Chapter 7 Section 2 Timeline

  • Elisha Graves Otis

    Elisha Graves Otis didn't invent the elevator, he invented something perhaps more important-the elevator brake-which made skyscrapers a practical reality. In 1854 Otis dramatized his safety device on the floor of the Crystal Palace Exposition in New York. The platform held fast and the elevator industry was on its way.
  • Macy's

    Eighty-one years ago on the morning of March 6, 1929, millions of Americans opened their edition of The New York Times to find a headline that would send the business and retail world into a spin of excited chatter and speculation - “Abraham & Straus and Filene’s to Unite.” The announcement marked the beginning of the evolution of what was to become one of the largest and most influential corporations in retail history.
  • Andrew Carnegie

    Andrew Carnegie (1835-1919) led the enormous expansion of the American steel industry in the late nineteenth century and became the archetypal industrial entrepreneur.
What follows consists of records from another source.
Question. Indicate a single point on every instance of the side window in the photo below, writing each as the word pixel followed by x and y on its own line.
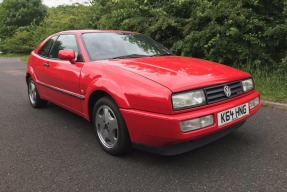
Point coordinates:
pixel 64 42
pixel 45 50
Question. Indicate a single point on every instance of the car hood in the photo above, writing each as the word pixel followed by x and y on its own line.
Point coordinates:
pixel 180 73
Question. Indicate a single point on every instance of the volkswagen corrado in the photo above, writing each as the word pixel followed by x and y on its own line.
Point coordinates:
pixel 136 93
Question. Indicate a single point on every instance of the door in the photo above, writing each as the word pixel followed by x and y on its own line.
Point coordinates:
pixel 61 78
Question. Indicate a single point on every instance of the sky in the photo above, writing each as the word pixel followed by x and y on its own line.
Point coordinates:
pixel 54 3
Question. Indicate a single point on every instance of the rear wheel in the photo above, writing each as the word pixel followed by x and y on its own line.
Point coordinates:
pixel 34 96
pixel 110 128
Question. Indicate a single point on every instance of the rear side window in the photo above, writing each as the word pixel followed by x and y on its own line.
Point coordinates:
pixel 45 50
pixel 64 42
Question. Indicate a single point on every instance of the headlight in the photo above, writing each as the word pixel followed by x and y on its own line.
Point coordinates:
pixel 188 99
pixel 247 85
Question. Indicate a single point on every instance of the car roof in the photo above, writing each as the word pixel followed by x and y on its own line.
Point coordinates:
pixel 94 31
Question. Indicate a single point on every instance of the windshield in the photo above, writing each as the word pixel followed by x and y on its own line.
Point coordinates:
pixel 103 46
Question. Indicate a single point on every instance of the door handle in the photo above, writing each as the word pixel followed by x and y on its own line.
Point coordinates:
pixel 46 65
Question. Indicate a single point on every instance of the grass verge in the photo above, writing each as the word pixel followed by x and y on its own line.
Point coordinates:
pixel 272 86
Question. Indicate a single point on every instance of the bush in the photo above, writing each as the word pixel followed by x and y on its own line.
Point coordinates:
pixel 20 43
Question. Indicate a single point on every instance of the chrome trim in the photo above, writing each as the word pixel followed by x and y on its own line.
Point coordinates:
pixel 63 91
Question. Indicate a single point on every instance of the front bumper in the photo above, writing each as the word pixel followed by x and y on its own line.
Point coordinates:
pixel 160 130
pixel 183 147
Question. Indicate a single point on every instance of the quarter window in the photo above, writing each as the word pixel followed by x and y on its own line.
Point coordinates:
pixel 64 42
pixel 45 50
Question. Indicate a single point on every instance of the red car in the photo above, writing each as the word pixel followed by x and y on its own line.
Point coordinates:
pixel 137 93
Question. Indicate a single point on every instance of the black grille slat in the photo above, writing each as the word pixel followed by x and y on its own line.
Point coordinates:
pixel 216 93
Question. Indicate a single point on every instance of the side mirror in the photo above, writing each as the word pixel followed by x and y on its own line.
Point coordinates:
pixel 68 55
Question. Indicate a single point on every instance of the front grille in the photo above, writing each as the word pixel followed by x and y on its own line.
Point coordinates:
pixel 216 93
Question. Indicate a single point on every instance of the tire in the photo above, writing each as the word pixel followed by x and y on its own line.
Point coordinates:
pixel 110 128
pixel 34 96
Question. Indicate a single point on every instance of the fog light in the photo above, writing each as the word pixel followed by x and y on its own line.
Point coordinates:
pixel 254 102
pixel 193 124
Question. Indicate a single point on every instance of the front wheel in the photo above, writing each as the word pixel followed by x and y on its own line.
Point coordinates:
pixel 34 96
pixel 110 128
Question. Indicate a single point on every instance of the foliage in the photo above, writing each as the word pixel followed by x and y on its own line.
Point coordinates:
pixel 19 13
pixel 62 18
pixel 234 32
pixel 247 34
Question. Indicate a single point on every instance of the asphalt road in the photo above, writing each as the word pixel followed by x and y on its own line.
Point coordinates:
pixel 52 149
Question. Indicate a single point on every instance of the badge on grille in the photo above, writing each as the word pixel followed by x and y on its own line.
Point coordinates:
pixel 227 91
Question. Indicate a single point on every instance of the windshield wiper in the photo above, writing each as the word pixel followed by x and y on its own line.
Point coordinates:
pixel 129 56
pixel 162 54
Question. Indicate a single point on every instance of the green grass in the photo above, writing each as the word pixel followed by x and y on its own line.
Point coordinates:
pixel 272 86
pixel 23 58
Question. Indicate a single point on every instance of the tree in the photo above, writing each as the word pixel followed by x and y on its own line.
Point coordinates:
pixel 19 13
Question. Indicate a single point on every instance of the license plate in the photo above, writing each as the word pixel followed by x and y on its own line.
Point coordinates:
pixel 232 114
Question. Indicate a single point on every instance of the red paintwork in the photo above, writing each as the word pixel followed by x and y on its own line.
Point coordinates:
pixel 142 89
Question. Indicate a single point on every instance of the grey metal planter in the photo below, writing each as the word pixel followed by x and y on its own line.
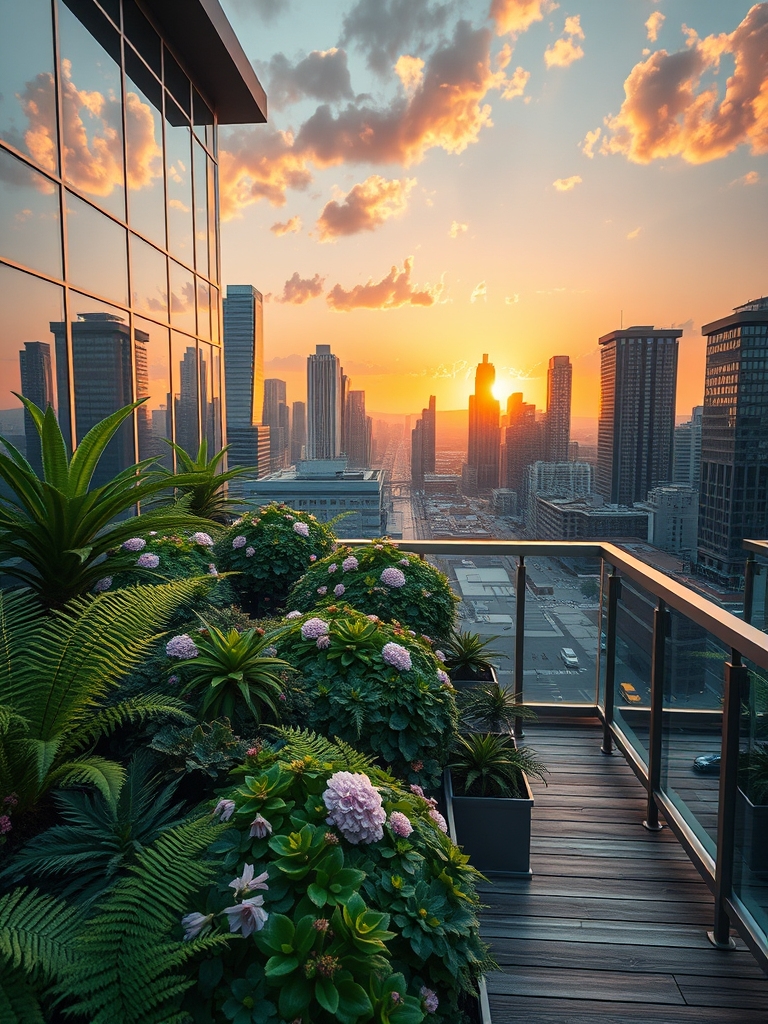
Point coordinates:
pixel 494 830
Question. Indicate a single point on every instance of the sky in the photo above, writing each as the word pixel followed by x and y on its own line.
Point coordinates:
pixel 441 179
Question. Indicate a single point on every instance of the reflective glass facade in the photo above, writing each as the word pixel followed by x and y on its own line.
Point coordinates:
pixel 109 250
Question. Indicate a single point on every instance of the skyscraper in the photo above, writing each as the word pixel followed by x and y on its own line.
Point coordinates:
pixel 244 378
pixel 559 377
pixel 482 455
pixel 638 380
pixel 324 404
pixel 733 493
pixel 298 431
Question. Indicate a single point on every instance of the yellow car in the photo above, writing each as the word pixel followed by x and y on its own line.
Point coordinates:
pixel 629 693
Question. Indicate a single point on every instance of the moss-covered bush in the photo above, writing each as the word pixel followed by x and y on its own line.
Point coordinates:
pixel 378 687
pixel 270 549
pixel 349 901
pixel 381 581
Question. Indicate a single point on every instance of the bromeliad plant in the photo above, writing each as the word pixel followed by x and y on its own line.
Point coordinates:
pixel 349 901
pixel 380 580
pixel 269 549
pixel 374 685
pixel 55 530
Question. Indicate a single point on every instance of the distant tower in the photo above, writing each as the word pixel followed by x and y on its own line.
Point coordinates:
pixel 638 381
pixel 482 456
pixel 324 404
pixel 559 378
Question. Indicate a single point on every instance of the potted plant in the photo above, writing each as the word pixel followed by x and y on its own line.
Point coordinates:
pixel 489 801
pixel 468 658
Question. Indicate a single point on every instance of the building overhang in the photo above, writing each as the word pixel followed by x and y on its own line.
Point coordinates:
pixel 201 35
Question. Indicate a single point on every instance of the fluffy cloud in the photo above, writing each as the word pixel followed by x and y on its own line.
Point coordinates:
pixel 567 184
pixel 668 112
pixel 286 227
pixel 365 207
pixel 565 49
pixel 517 15
pixel 297 291
pixel 323 75
pixel 653 25
pixel 385 29
pixel 389 293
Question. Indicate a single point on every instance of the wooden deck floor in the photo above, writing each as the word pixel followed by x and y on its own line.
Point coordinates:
pixel 612 926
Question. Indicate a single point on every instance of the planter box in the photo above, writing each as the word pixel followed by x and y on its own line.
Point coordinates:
pixel 494 830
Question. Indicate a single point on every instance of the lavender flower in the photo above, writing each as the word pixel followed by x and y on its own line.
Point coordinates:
pixel 247 916
pixel 182 646
pixel 400 824
pixel 392 577
pixel 195 925
pixel 354 807
pixel 313 628
pixel 397 656
pixel 134 544
pixel 224 810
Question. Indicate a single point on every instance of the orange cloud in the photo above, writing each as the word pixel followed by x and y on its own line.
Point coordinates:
pixel 286 227
pixel 389 293
pixel 365 207
pixel 517 15
pixel 565 50
pixel 297 291
pixel 567 184
pixel 667 112
pixel 653 25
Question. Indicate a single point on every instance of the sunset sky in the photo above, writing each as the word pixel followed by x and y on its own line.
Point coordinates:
pixel 438 180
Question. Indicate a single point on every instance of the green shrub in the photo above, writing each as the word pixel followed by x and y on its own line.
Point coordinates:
pixel 376 686
pixel 270 549
pixel 348 916
pixel 381 581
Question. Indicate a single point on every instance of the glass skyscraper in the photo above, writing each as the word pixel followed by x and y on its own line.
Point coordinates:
pixel 109 226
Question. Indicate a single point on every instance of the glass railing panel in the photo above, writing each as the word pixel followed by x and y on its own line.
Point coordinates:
pixel 692 724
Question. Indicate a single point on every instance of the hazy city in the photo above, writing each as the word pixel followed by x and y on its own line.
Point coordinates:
pixel 383 511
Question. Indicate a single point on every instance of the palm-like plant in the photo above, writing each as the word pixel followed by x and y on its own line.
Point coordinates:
pixel 54 531
pixel 58 674
pixel 231 669
pixel 205 486
pixel 489 765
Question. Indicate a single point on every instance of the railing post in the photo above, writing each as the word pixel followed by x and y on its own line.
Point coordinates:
pixel 660 615
pixel 519 638
pixel 614 592
pixel 736 678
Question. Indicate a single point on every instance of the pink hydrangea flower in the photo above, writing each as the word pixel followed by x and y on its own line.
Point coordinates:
pixel 396 655
pixel 354 807
pixel 181 646
pixel 400 824
pixel 248 916
pixel 392 577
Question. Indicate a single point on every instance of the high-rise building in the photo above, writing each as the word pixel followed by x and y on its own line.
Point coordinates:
pixel 324 404
pixel 37 385
pixel 733 493
pixel 559 376
pixel 482 454
pixel 298 432
pixel 638 380
pixel 130 233
pixel 250 442
pixel 687 463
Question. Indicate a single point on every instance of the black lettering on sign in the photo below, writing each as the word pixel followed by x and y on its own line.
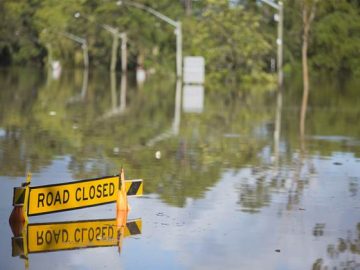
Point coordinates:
pixel 39 238
pixel 92 192
pixel 77 196
pixel 41 198
pixel 52 237
pixel 84 197
pixel 49 198
pixel 98 191
pixel 66 196
pixel 111 189
pixel 105 189
pixel 76 236
pixel 57 198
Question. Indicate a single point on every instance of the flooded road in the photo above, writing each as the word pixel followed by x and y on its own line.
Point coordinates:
pixel 228 181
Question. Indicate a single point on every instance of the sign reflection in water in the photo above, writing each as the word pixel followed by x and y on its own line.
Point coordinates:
pixel 220 196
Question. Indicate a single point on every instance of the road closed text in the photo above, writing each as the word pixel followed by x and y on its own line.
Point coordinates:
pixel 47 199
pixel 62 236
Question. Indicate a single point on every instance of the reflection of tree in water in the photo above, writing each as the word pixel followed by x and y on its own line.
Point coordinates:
pixel 345 254
pixel 191 162
pixel 283 174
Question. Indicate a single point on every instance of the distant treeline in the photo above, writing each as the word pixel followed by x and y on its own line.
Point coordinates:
pixel 237 38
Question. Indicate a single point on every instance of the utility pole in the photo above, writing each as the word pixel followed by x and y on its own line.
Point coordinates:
pixel 279 41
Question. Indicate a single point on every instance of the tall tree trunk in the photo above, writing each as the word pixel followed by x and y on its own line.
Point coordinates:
pixel 308 14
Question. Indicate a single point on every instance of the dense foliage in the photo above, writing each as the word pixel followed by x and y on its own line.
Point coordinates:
pixel 237 38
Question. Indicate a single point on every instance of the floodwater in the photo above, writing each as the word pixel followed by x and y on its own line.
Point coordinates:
pixel 228 181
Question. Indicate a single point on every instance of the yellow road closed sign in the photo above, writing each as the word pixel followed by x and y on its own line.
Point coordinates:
pixel 73 195
pixel 77 234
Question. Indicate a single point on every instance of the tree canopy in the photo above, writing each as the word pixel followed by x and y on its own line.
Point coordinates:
pixel 237 38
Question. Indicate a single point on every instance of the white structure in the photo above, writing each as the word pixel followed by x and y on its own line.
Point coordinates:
pixel 194 69
pixel 193 98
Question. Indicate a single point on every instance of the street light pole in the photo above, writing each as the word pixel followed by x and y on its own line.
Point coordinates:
pixel 84 46
pixel 175 24
pixel 279 41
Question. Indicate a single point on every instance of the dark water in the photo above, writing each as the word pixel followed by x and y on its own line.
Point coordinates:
pixel 229 183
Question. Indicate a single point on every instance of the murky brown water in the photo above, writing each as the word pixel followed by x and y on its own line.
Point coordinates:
pixel 221 191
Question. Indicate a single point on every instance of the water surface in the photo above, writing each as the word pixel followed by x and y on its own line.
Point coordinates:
pixel 229 183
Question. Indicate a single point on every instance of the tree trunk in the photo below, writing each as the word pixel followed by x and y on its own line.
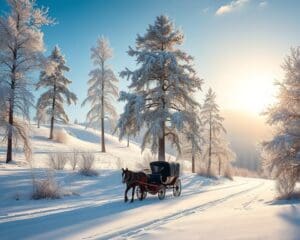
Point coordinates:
pixel 11 110
pixel 102 136
pixel 9 135
pixel 53 112
pixel 193 163
pixel 209 150
pixel 161 145
pixel 102 111
pixel 161 141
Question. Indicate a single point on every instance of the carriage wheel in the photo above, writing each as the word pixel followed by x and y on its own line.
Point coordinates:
pixel 141 195
pixel 161 192
pixel 177 188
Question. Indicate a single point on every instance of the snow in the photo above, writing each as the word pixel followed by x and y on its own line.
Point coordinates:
pixel 94 209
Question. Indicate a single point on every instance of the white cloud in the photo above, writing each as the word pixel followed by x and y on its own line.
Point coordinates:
pixel 205 10
pixel 263 4
pixel 232 6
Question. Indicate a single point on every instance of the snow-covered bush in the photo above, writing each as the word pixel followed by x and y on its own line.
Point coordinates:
pixel 60 135
pixel 74 158
pixel 57 161
pixel 86 166
pixel 228 173
pixel 243 172
pixel 286 183
pixel 46 188
pixel 201 171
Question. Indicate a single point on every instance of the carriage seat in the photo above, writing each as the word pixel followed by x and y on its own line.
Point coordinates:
pixel 154 178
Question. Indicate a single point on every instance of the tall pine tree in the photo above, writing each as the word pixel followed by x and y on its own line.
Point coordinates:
pixel 58 93
pixel 216 147
pixel 21 48
pixel 102 88
pixel 283 151
pixel 161 89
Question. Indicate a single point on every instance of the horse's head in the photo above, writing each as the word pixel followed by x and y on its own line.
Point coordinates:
pixel 125 175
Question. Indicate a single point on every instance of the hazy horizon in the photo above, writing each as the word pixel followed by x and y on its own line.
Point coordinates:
pixel 230 42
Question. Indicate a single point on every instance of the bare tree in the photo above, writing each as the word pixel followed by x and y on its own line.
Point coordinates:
pixel 102 88
pixel 21 48
pixel 54 98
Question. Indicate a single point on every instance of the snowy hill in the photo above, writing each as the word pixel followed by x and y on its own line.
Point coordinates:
pixel 93 207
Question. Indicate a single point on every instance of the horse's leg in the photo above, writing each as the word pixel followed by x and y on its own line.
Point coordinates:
pixel 133 191
pixel 127 189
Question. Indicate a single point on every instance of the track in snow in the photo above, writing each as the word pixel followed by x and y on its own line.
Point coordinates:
pixel 138 230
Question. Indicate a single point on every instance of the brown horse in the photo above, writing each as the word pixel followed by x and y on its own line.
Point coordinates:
pixel 133 179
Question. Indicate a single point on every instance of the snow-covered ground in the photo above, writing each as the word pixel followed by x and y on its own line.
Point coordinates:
pixel 94 209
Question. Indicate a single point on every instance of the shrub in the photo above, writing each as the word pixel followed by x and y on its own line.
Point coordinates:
pixel 243 172
pixel 202 171
pixel 57 161
pixel 87 164
pixel 74 158
pixel 60 135
pixel 286 182
pixel 46 188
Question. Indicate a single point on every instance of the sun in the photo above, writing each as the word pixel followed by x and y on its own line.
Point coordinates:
pixel 254 93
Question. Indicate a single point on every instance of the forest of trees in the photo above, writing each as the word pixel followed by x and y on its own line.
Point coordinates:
pixel 161 99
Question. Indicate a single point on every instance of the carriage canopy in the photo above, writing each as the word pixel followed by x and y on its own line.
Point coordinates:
pixel 165 169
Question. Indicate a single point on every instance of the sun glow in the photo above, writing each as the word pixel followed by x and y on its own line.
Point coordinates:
pixel 254 93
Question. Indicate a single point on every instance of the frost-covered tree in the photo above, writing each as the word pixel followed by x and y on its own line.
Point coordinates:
pixel 283 150
pixel 103 89
pixel 191 142
pixel 41 112
pixel 161 89
pixel 58 92
pixel 21 48
pixel 216 147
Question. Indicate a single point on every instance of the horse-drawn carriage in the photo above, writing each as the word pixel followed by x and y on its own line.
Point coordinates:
pixel 163 176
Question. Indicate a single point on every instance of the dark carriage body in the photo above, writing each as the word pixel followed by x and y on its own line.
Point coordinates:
pixel 164 175
pixel 163 172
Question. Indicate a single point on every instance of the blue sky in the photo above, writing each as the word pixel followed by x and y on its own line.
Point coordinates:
pixel 238 45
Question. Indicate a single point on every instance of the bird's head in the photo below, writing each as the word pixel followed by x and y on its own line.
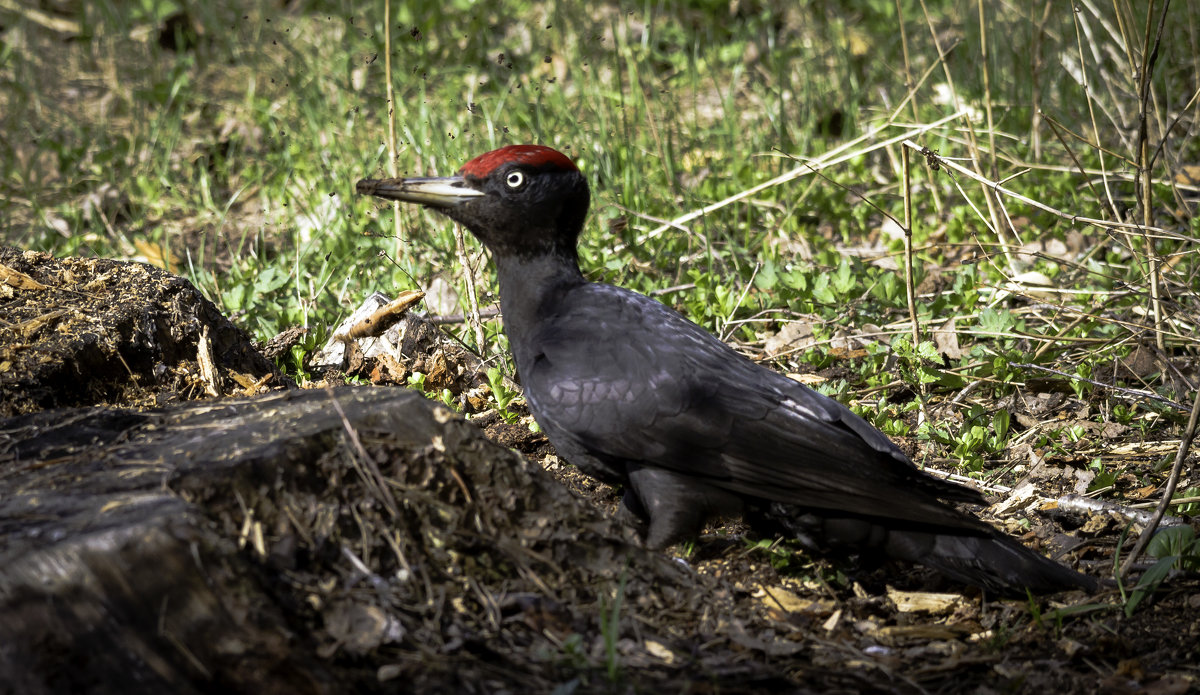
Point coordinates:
pixel 519 201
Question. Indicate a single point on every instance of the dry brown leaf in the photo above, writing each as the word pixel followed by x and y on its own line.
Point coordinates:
pixel 18 280
pixel 930 603
pixel 947 340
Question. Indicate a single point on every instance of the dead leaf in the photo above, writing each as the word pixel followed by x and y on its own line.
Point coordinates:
pixel 931 603
pixel 18 280
pixel 947 340
pixel 793 336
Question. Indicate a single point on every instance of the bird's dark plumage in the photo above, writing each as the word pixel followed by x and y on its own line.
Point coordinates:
pixel 635 394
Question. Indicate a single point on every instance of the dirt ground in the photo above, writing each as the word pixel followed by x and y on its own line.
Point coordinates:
pixel 549 594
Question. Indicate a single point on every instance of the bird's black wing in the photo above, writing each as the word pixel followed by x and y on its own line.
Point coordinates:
pixel 622 378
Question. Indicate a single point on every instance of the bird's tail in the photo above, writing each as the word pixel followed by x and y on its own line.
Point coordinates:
pixel 995 562
pixel 975 553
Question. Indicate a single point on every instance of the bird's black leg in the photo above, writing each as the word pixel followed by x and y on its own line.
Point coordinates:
pixel 676 504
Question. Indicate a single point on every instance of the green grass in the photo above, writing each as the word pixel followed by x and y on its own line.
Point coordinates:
pixel 234 161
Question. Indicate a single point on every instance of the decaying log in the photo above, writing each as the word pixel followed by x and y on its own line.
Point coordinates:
pixel 301 541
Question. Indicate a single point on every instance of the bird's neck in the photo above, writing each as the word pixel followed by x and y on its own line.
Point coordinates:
pixel 531 291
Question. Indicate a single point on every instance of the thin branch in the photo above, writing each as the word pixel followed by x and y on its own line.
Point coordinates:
pixel 1171 481
pixel 1123 227
pixel 1138 393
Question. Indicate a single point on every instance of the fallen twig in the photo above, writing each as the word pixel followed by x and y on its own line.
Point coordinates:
pixel 1171 481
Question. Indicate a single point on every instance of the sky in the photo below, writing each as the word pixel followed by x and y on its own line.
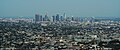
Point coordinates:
pixel 52 7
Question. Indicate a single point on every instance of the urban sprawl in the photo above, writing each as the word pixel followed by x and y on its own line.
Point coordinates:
pixel 59 32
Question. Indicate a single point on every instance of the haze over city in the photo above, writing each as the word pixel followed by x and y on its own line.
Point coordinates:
pixel 85 8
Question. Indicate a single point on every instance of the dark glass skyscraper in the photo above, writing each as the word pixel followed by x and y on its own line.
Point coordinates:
pixel 57 17
pixel 37 17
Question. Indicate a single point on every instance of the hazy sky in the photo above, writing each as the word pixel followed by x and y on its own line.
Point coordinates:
pixel 70 7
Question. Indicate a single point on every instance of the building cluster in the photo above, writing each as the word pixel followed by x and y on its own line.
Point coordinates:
pixel 86 34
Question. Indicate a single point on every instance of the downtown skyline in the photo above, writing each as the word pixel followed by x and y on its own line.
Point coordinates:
pixel 78 8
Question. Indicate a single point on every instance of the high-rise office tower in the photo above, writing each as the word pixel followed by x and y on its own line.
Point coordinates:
pixel 61 18
pixel 37 17
pixel 72 18
pixel 46 17
pixel 64 17
pixel 57 17
pixel 41 18
pixel 54 18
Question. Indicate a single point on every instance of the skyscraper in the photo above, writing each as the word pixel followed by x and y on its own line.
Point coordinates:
pixel 37 17
pixel 46 17
pixel 54 18
pixel 57 17
pixel 64 17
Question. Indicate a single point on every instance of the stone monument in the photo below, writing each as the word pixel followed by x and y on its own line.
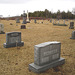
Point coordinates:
pixel 46 55
pixel 23 27
pixel 73 35
pixel 17 20
pixel 50 20
pixel 1 29
pixel 27 17
pixel 24 18
pixel 13 38
pixel 71 25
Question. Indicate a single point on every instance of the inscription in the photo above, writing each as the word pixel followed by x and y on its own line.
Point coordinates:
pixel 50 52
pixel 55 56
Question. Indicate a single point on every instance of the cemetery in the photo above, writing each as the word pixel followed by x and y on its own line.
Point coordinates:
pixel 40 48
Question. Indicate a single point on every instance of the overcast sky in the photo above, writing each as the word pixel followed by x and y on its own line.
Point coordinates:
pixel 16 7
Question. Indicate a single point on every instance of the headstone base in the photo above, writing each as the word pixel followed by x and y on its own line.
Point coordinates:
pixel 39 69
pixel 27 21
pixel 2 33
pixel 13 44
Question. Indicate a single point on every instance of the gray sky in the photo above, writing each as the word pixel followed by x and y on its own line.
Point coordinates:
pixel 16 7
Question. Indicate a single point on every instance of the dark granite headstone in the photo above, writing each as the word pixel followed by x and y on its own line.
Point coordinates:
pixel 24 18
pixel 12 39
pixel 71 25
pixel 73 35
pixel 46 55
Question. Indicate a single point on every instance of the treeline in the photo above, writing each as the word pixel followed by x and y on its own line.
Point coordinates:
pixel 48 14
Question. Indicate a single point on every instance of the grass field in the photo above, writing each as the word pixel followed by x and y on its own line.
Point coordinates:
pixel 15 61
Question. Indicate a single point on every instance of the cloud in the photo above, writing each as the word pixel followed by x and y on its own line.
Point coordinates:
pixel 13 1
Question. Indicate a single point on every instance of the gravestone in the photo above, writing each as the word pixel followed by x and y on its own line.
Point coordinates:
pixel 73 35
pixel 46 55
pixel 24 18
pixel 27 17
pixel 13 38
pixel 50 20
pixel 17 20
pixel 71 25
pixel 1 29
pixel 23 27
pixel 35 21
pixel 58 21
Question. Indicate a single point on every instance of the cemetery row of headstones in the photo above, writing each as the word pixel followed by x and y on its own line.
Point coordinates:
pixel 46 55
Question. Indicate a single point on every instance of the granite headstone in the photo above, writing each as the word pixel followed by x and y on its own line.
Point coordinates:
pixel 2 28
pixel 46 55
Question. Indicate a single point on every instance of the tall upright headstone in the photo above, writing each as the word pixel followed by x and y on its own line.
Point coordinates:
pixel 23 27
pixel 27 17
pixel 35 21
pixel 71 25
pixel 46 55
pixel 1 29
pixel 50 20
pixel 12 38
pixel 73 35
pixel 24 18
pixel 17 20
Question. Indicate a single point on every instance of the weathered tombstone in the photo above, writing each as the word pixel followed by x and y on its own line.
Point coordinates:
pixel 46 55
pixel 24 18
pixel 27 18
pixel 35 21
pixel 71 25
pixel 73 35
pixel 23 27
pixel 11 39
pixel 1 29
pixel 17 20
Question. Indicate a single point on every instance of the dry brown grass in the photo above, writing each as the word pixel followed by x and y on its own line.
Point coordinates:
pixel 15 61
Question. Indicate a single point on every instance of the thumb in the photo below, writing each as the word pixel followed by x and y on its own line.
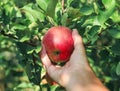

Carnegie set a model for big business and industry as an early and enthusiastic adopter of new technologies.
  • John D. Rockefeller

    John D. Rockefeller (1839-1937), founder of the Standard Oil Company, became one of the world’s wealthiest men and a major philanthropist. Born into modest circumstances in upstate New York, he entered the then-fledgling oil business in 1863 by investing in a Cleveland, Ohio, refinery. In 1870, he established Standard Oil.
  • Alexander Graham Bell

    In 1876, at the age of 29, Alexander Graham Bell invented his telephone. In 1877, he formed the Bell Telephone Company, and in the same year married Mabel Hubbard and embarked on a yearlong honeymoon in Europe.
  • Joel Tiffany

    Mr. Tiffany was not only a lawyer but also an inventor, and he is, probably, most widely known for his invention of the Tiffany Summer and Winter Refrigerator car; he also made, through his inventive genius, valuable improvements and inventions in machinery.
  • Thomas Edison

    The first great invention developed by Edison in Menlo Park was the tin foil phonograph. The word phonograph was the trade name for Edison's device, which played cylinders rather than discs.  
  • Christopher Sholes

    Christopher Sholes invented the first practical typewriter and introduced the keyboard layout that is familiar today. As he experimented early on with different versions, Sholes realized that the levers in the type basket would jam when he arranged the keys in alphabetical order.
  • F.W. Woolworth

    At 20 years of age F. W. Woolworth found work in exchange for room and board at a local dry goods store, and after his employers held a successful clearance sale he saw the possibilities of a discount store. His key innovations were having the merchandise on open display instead of behind the counter, and having prices plainly marked instead of encouraging haggling.
  • Gustavus Swift

    Gustavus Swift invented the refrigerated railroad car in the 1880s. The railroad car was important because before the 1880s, you could not ship meat to places because it would spoil fast but the refrigerated railroad car keeps meat fresh so it can be shipped to other places. Swift set up a meat packing industry in Chicago, where animals were slaughtered and carved into slabs of beef.
  • Ottmar Mergenthaler

    In 1886 he introduced the linotype line casting machine, so named because it set an entire line of type at a time. Since Johannes Gutenberg's invention of movable type more than 400 years earlier, type had been set one character at a time by manual laborers who physically inserted raised-and-reverse metal type; but with Mergenthaler's linotype machine typesetting and casting was performed at a keyboard.
  • Social Darwinism

    Theory that persons, groups, and “races” are subject to the same laws of natural selection as Charles Darwin had proposed for plants and animals in nature. Social Darwinists, such as Herbert Spencer and Walter Bagehot in England and William Graham Sumner in the U.S., held that the life of humans in society was a struggle for existence ruled by “survival of the fittest,” in Spencer's words.
  • George Eastman

    In 1888, George Eastman invented dry, transparent, and flexible, photographic film (or rolled photography film) and the Kodak cameras that could use the new film.
    George Eastman was an avid photographer and became the founder of the Eastman Kodak company.